Cette fois-ci, pas d’objectifs chiffrés, contrairement à 2009, quand Karim Hajji, fraîchement installé, ambitionnait d’atteindre 150 sociétés cotées avant 2015. Il a récemment reconnu le manque de prudence de telles annonces. Pour les années à venir, il espère « libérer le potentiel du marché ». L’accent sera donc mis sur l’infrastructure, en créant notamment une chambre de compensation et une société gestionnaire du marché.
Nouvelles introductions ?
Les dirigeants promettent plus d’attractivité, mais sans annoncer, pour l’heure, d’actions concrètes. Tout ce que l’on sait, c’est que l’offre sera enrichie de nouveaux produits, comme les fonds indiciels (fonds qui permettent d’investir dans un panier de titres) ou encore les organismes de placement collectif immobilier (OPCI). Ces nouveaux véhicules de placement vont pouvoir répondre aux besoins spécifiques de quelques investisseurs et émetteurs.
« Une fois qu’on aura ces produits, une dynamique positive s’installera, et la Bourse aura sans doute moins de mal à convaincre ses interlocuteurs nationaux et internationaux. Cela dit, il faut que ça se concrétise rapidement », estime notre banquier. Pour les observateurs, le plan stratégique de la BVC ressemble plus à un projet présenté aux actionnaires qu’à une feuille de route pour une place financière. Les investisseurs attendaient davantage de solutions tangibles.
La problématique de l’élargissement du nombre d’émetteurs cotés n’a presque pas été abordée. Malgré toutes les bonnes volontés des acteurs du marché et des dirigeants de la BVC, la Bourse patine encore. La bonne nouvelle, c’est que 2018 risque d’être riche en introductions puisque, selon nos interlocuteurs, au moins deux autres sont attendues d’ici à la fin de l’année.
L’Ovni Immorente séduit les institutionnels
Immorente Invest sera la 75e société cotée à la Bourse de Casablanca après le feu vert donné par l’Autorité marocaine du marché des capitaux (AMMC). Cette société foncière, filiale de Mutandis Automobile et de CFG Bank, lèvera 400 millions de dirhams (35 millions d’euros) en émettant de nouvelles actions, à 100 dirhams l’unité. Le produit de l’introduction servira à renforcer les actifs de l’entreprise, comme l’explique la note d’information, mais aussi à rembourser quelques dettes.

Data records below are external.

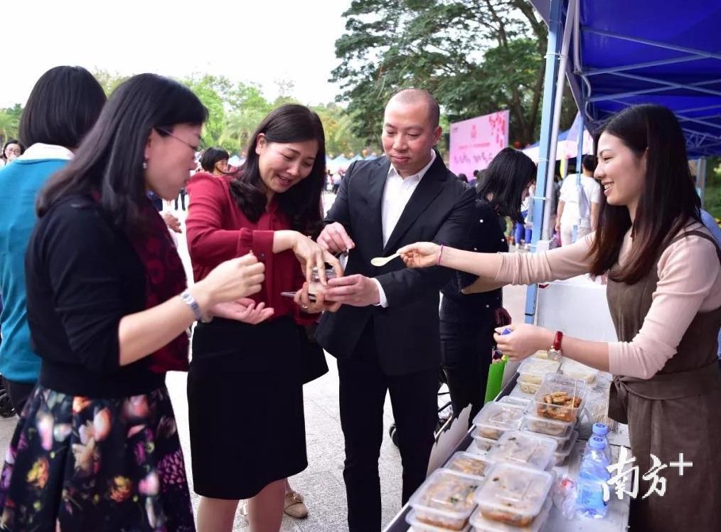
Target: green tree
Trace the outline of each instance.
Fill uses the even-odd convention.
[[[512,141],[536,139],[547,36],[527,0],[354,0],[343,16],[331,81],[361,138],[378,138],[394,92],[417,87],[452,121],[508,109]]]
[[[110,72],[103,68],[96,68],[93,71],[92,75],[100,84],[106,96],[110,96],[118,88],[118,85],[131,77],[121,74],[120,72]]]
[[[0,148],[5,145],[8,139],[17,138],[18,126],[22,114],[22,106],[20,104],[0,109]]]

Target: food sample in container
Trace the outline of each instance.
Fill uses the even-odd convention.
[[[473,424],[479,436],[497,440],[507,430],[518,430],[523,422],[523,409],[498,402],[487,403],[476,414]]]
[[[565,443],[563,444],[563,446],[559,446],[558,450],[553,455],[556,459],[555,465],[562,466],[565,463],[566,460],[568,459],[568,456],[571,454],[571,449],[576,444],[577,440],[578,440],[578,431],[572,430],[570,436],[569,436]]]
[[[521,428],[523,430],[529,430],[531,433],[543,434],[549,438],[552,438],[559,443],[559,447],[562,445],[571,435],[573,424],[563,421],[554,421],[546,417],[539,417],[534,415],[535,412],[535,409],[531,409],[526,414]]]
[[[490,462],[472,453],[459,451],[448,461],[443,469],[452,469],[466,475],[483,477],[490,469]]]
[[[550,360],[551,358],[548,355],[548,351],[544,350],[540,350],[536,351],[531,355],[534,358],[541,358],[546,360]]]
[[[539,532],[546,524],[552,506],[553,506],[553,497],[549,495],[546,502],[543,503],[539,515],[526,526],[515,526],[487,519],[483,517],[480,508],[476,508],[476,510],[471,514],[470,523],[474,532]]]
[[[531,403],[531,399],[526,399],[526,397],[518,397],[514,395],[504,395],[498,399],[498,402],[503,403],[504,404],[513,404],[517,407],[522,407],[525,409]]]
[[[484,438],[480,434],[478,433],[478,427],[476,427],[473,429],[473,432],[471,433],[471,436],[473,437],[473,440],[475,447],[475,450],[480,453],[485,453],[490,451],[493,447],[495,446],[496,440],[491,440],[487,438]],[[471,449],[469,449],[470,451]]]
[[[415,510],[412,510],[406,514],[406,523],[413,527],[413,532],[448,532],[448,530],[443,527],[433,526],[428,523],[419,521]],[[462,532],[469,532],[470,530],[470,525],[466,525],[465,528],[461,528]]]
[[[556,442],[526,430],[505,433],[488,453],[492,462],[510,462],[537,469],[545,469],[553,460]]]
[[[560,367],[560,362],[529,357],[518,367],[518,382],[540,384],[544,377],[548,373],[557,373]]]
[[[327,280],[336,278],[335,270],[333,268],[326,268],[325,278]],[[325,287],[321,283],[320,275],[318,273],[318,268],[314,267],[311,273],[311,283],[308,285],[308,293],[314,297],[325,291]]]
[[[540,387],[541,387],[540,384],[536,384],[532,382],[523,382],[522,381],[518,381],[518,389],[524,394],[530,394],[531,395],[535,395],[536,392],[539,391],[539,389]]]
[[[557,373],[547,375],[534,396],[536,412],[541,417],[575,422],[586,393],[583,381]]]
[[[590,384],[596,381],[596,376],[598,375],[598,370],[567,358],[561,365],[561,373],[567,377],[578,378],[579,381],[583,381]]]
[[[548,499],[553,475],[513,464],[497,464],[476,495],[485,519],[513,526],[528,526]]]
[[[482,482],[477,476],[438,469],[418,488],[409,504],[421,523],[464,530],[476,506],[476,491]]]

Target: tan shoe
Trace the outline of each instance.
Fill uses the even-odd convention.
[[[308,507],[303,502],[303,495],[292,489],[286,494],[283,511],[286,515],[296,519],[305,519],[308,517]]]

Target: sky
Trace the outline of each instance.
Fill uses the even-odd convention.
[[[17,19],[9,20],[12,4]],[[193,73],[255,82],[269,99],[277,79],[309,105],[333,101],[335,43],[350,0],[7,0],[2,2],[0,107],[25,105],[58,65],[175,77]]]

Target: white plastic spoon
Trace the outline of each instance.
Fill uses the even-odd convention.
[[[385,266],[386,264],[390,262],[397,257],[400,257],[400,253],[394,253],[389,257],[376,257],[375,258],[371,259],[371,264],[372,264],[376,267],[381,267],[381,266]]]

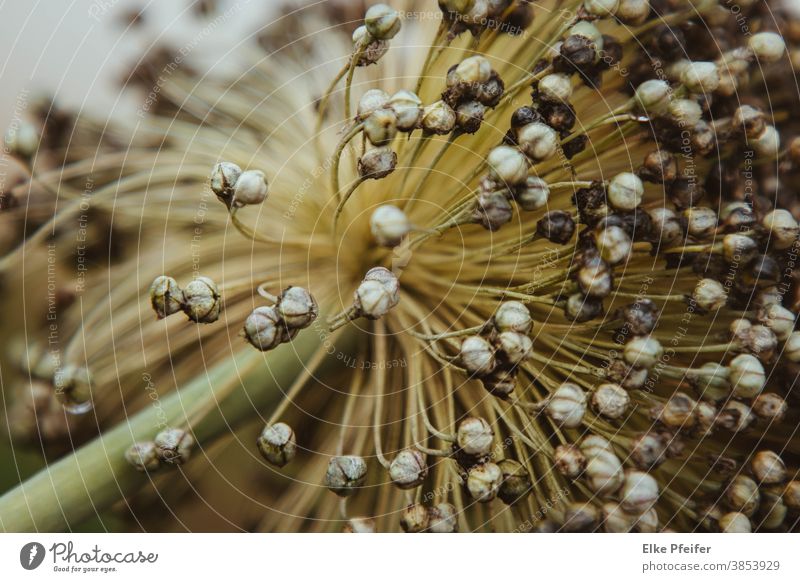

Les souscriptions qui vont s’étaler du 23 au 26 avril ne devraient pas déclencher une avalanche de demandes chez les petits porteurs, qui n’ont pas l’habitude de ce type de valeurs sur le marché boursier marocain. En effet, Immorente Invest a pour vocation de construire ou d’acheter des actifs immobiliers professionnels destinés à la location. Une nouvelle classe d’actifs qui s’ajoute et qui intéresse plus particulièrement les gros comptes, sensibles au rendement de 6 % annuellement proposé par l’entreprise.